Estos razonamientos, tomados por así decir de Perogrullo, pueden llevarnos a otros menos machacados. Desde luego, el hombre de la ciudad puede comparar a la mujer con el trigo o con la montaña o con el río, pero esas comparaciones son solamente producto de la misma libertad, cuya amplitud incluye su propia negación (como vemos todos los días, con el constante llamado a la rebelión y a la disolución social, garantías del fin de la libertad, al amparo de la propia libertad). Acaso haga más sentido comparar a la mujer erótica con la plaza, la torre, la iglesia, el mercado, la luz eléctrica, el jardín o el elevador. (El jardín es, desde luego, un fenómeno urbano: los campesinos no tienen jardines, sino terrenos, y en cuanto al elevador, ¿quién no siente siquiera un ligero cosquilleo al escuchar que éste se detiene en el mezzanine?)
Desplazémonos lateralmente un poco más lejos (aunque el elevador, en estricto sentido, no nos lo permita). Si hay dos estados posibles para el ejercicio de la sexualidad, uno rural y otro urbano, también hay dos maneras de relacionarse con la mujer: una forzada, otra libre. Esta disyuntiva persiste en todos los ciudadanos que se hacen adultos: la mujer impuesta o la mujer elegida: la madre o la esposa: la rural o la urbana. El erotismo y el amor adulto requieren, incluso para los multiculturalistas de la ENAH, una emancipación de la madre, del llano, de la herencia, de la tradición, es decir, una emancipación de la fatalidad. Y de la misma forma en que es triste la perspectiva de bellacos y niños grandotes habitando la ciudad con sus vulgares y estadísticas costumbres, los mentecatos que vivan su relación con la mujer como si se tratase de su relación con la madre, truncan el amor y manchan su buen nombre. Porque la madre es necesidad, biología, atavismo, aceptación, naturaleza, pura imposición; pero el amor es imaginación, liberación, conocimiento, rebeldía, artificio, pura invención. El amor es una construcción espiritual, y no una inevitable consecuencia lógica, biológica o antropológica.
Vivir en la ciudad como si uno no fuera responsable de ella, es tan estúpido como relacionarse con la mujer como si se tratase de una imposición.
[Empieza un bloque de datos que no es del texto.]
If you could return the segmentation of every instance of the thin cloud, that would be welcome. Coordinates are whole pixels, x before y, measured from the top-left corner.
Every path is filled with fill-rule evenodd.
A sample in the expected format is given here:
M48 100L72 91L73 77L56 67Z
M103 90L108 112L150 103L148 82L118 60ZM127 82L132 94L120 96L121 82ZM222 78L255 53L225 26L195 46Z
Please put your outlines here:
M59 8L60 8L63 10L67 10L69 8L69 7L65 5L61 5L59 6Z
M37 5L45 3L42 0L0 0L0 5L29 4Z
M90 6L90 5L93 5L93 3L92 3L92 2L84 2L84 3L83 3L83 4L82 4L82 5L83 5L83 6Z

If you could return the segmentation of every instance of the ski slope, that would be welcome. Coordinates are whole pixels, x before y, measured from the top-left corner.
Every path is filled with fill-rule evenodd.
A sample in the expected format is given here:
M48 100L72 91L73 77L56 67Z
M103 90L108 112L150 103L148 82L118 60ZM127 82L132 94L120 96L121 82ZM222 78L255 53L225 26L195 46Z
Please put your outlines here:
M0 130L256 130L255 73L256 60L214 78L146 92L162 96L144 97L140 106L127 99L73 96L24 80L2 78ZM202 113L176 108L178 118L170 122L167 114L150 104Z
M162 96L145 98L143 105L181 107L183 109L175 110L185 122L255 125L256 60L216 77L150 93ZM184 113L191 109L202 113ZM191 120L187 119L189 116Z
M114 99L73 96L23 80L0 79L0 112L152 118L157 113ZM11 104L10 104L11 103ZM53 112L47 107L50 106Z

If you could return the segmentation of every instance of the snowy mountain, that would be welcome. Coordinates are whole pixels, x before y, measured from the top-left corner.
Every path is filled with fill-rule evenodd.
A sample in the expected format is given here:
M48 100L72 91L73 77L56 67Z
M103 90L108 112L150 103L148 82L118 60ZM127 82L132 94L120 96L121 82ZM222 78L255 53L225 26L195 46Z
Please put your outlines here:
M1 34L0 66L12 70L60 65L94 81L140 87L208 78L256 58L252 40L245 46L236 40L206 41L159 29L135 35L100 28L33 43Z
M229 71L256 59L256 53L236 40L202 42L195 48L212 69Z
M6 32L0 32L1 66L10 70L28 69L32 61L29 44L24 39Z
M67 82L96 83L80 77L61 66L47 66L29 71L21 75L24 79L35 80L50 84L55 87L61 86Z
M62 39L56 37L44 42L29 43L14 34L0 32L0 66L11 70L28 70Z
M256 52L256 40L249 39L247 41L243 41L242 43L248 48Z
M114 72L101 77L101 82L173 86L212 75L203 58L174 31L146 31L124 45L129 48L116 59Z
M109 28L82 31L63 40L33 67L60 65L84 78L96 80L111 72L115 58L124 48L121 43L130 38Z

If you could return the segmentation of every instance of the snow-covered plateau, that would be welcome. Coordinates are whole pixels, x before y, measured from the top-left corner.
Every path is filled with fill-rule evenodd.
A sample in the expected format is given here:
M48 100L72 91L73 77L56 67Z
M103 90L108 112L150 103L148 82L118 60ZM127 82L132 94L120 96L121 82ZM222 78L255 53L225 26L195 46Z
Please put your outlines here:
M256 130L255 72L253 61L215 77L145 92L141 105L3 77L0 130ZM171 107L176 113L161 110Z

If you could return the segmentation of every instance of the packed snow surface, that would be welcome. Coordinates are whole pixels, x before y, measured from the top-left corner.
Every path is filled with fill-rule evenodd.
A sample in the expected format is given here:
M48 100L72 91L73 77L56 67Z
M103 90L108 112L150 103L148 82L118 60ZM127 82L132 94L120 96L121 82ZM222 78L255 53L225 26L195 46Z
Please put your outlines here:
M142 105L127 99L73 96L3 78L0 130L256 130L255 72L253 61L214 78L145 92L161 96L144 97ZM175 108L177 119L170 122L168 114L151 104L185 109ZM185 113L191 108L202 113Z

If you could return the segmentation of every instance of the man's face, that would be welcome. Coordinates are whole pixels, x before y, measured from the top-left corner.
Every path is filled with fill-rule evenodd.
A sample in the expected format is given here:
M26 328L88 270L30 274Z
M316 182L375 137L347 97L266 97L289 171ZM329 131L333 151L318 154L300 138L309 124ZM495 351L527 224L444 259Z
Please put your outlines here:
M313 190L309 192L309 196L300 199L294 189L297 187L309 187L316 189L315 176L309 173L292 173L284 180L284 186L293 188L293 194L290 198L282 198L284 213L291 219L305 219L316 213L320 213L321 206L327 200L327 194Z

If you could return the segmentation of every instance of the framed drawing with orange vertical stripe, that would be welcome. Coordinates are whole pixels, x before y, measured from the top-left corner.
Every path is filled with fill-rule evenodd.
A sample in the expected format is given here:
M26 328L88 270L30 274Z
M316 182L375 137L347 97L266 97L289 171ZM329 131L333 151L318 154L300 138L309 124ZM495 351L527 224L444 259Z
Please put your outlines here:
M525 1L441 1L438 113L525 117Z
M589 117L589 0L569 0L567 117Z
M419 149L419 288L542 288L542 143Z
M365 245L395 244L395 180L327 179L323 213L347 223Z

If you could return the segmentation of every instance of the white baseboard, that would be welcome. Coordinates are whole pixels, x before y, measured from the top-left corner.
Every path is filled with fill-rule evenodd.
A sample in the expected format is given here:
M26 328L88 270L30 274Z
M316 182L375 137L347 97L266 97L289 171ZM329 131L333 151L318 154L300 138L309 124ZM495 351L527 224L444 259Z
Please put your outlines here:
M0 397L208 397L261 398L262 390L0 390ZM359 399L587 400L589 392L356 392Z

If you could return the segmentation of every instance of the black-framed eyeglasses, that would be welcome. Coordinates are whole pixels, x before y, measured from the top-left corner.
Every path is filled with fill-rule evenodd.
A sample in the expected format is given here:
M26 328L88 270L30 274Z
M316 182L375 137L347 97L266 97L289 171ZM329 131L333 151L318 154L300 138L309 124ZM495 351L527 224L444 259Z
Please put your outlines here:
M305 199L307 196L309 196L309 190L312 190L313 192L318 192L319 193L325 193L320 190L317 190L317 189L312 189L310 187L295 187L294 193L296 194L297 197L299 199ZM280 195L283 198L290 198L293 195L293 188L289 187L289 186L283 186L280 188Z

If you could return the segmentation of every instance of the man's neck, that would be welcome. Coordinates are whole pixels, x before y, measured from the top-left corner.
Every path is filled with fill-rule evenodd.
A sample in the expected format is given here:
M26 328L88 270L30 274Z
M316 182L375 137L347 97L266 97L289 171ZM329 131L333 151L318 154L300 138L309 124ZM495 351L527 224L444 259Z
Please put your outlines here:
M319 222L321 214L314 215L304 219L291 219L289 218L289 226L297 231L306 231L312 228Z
Acaso no queda más remedio que admitir, en un país tan agreste como el nuestro, que el amor es un fenómeno elitista, puesto que solamente crece en las personas que dejan de ser una manifestación cultural, una estadística, una herencia, una expresión, una consecuencia, una necesidad, un pueblo, una estirpe, una identidad fija, una raza. Quizá sea por esto que, según dicen, el amor fue un invento europeo: porque nunca hubo un ser europeo (como sí hay, por decir algo, un ser mexicano o francés), sino una idea espiritual de Europa.
Stevenson escribió que si solamente se casaran las parejas que están enamoradas, demasiadas personas quedarían solteras. Lo cual no deja de ser una estadística. Como sea, independientemente de su origen, su clan, su madre, su herencia, su necesidad, toda persona puede entrenarse para el amor habitando con libertad en la ciudad.
He aquí una razón más para defender la construcción de ciudadanos y abominar de la masa de víctimas.